If you read this blog regularly, you may remember that I recently wrote about this topic in The Danger of False Truths. A friend said, “the degree of corruption in China is simply breathtaking,” which was his knee-jerk reaction after reading about thousands of corrupt Chinese officials stealing more than $120 billion dollars from state-owned enterprises over a period of about 15 years.
To clarify a point, before the 1980s, the government in China owned all the factories.
Then China opened its doors to capitalism, and state-owned factories were told to either become profitable or go out of business and many did close their doors.
In China, convicted white-collar criminals go to jail for a long time or are executed. Watch this video to see what happens to most white-collar criminals in the US.
Today, the surviving state-owned factories are managed as if they are private sector businesses and the managers usually do not hold political posts in the government. If these managers skimmed money from the profits of these government-owned businesses, that crime was no different from “white-collar” crimes in America.
Usually, when I read or hear a criticism of China, I research the country where the criticism originated, which is mostly from the US.
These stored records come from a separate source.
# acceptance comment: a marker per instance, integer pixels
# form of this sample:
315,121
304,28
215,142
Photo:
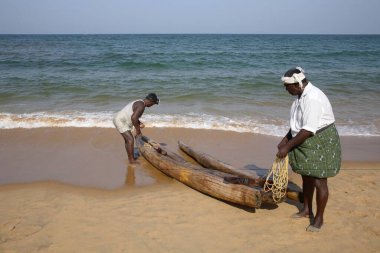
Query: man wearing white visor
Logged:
312,143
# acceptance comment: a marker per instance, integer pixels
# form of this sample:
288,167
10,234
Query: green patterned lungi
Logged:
318,156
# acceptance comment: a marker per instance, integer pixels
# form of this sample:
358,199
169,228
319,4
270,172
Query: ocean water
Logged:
225,82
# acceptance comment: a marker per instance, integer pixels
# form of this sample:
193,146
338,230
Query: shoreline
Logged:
96,157
149,212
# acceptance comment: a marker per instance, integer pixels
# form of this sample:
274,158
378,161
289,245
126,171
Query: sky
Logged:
189,16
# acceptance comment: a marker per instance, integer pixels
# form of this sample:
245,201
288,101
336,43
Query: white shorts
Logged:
122,124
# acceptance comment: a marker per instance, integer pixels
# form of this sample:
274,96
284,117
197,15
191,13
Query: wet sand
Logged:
71,190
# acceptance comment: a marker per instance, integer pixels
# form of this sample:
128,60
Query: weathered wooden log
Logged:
208,181
210,162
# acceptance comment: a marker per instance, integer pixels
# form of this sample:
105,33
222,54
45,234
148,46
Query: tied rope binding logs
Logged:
279,182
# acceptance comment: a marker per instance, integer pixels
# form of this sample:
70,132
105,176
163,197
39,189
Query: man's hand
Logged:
282,151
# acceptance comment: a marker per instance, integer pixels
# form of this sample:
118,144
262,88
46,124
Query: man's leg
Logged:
322,197
129,145
308,192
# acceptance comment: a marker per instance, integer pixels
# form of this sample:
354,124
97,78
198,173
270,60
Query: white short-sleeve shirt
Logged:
312,111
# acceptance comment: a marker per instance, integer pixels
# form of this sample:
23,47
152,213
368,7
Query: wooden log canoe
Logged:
207,181
210,162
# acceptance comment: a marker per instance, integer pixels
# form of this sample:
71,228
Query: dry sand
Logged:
70,190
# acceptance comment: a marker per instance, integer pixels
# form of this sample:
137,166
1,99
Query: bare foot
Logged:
133,162
312,228
302,214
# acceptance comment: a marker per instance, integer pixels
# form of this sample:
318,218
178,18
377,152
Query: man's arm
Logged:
293,142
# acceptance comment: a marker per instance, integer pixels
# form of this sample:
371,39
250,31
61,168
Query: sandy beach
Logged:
71,190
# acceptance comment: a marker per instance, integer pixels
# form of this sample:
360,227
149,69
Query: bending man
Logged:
129,118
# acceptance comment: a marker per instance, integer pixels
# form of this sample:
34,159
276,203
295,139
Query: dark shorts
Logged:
318,156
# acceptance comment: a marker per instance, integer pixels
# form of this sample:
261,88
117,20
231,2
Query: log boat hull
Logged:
207,181
210,162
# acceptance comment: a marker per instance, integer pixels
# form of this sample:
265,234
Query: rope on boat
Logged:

What I learned about white-collar corruption in the United States may shock you.
Security expert Troy Williams says that as many as 30 percent of the average company’s employees do steal, and another 60 percent will steal if given a motive and opportunity. Some estimates indicate that more than $600 billion is stolen annually (in the US), or, roughly $4,500 per employee. According to the U.S. Department of Commerce, about a third of all business failures each year trace back to employee theft and other employee crime.
The FBI says employee theft is “the fastest growing crime in America”, and the U.S. Chamber of Commerce estimates that 75% of all employees steal from their workplace and that most do it on a regular basis. Furthermore, the American Society of Employers estimates that 20% of every dollar earned by a U.S. company is subsequently lost to employee theft.
However, when the theft of a $120 billion in China over a period of fifteen years elicits “the degree of corruption in China is simply breathtaking“, what describes the degree of corruption in the United States after learning that over the same period of time white-collar corruption in the US adds up to $9 trillion dollars or 75 times what was reported stolen in China?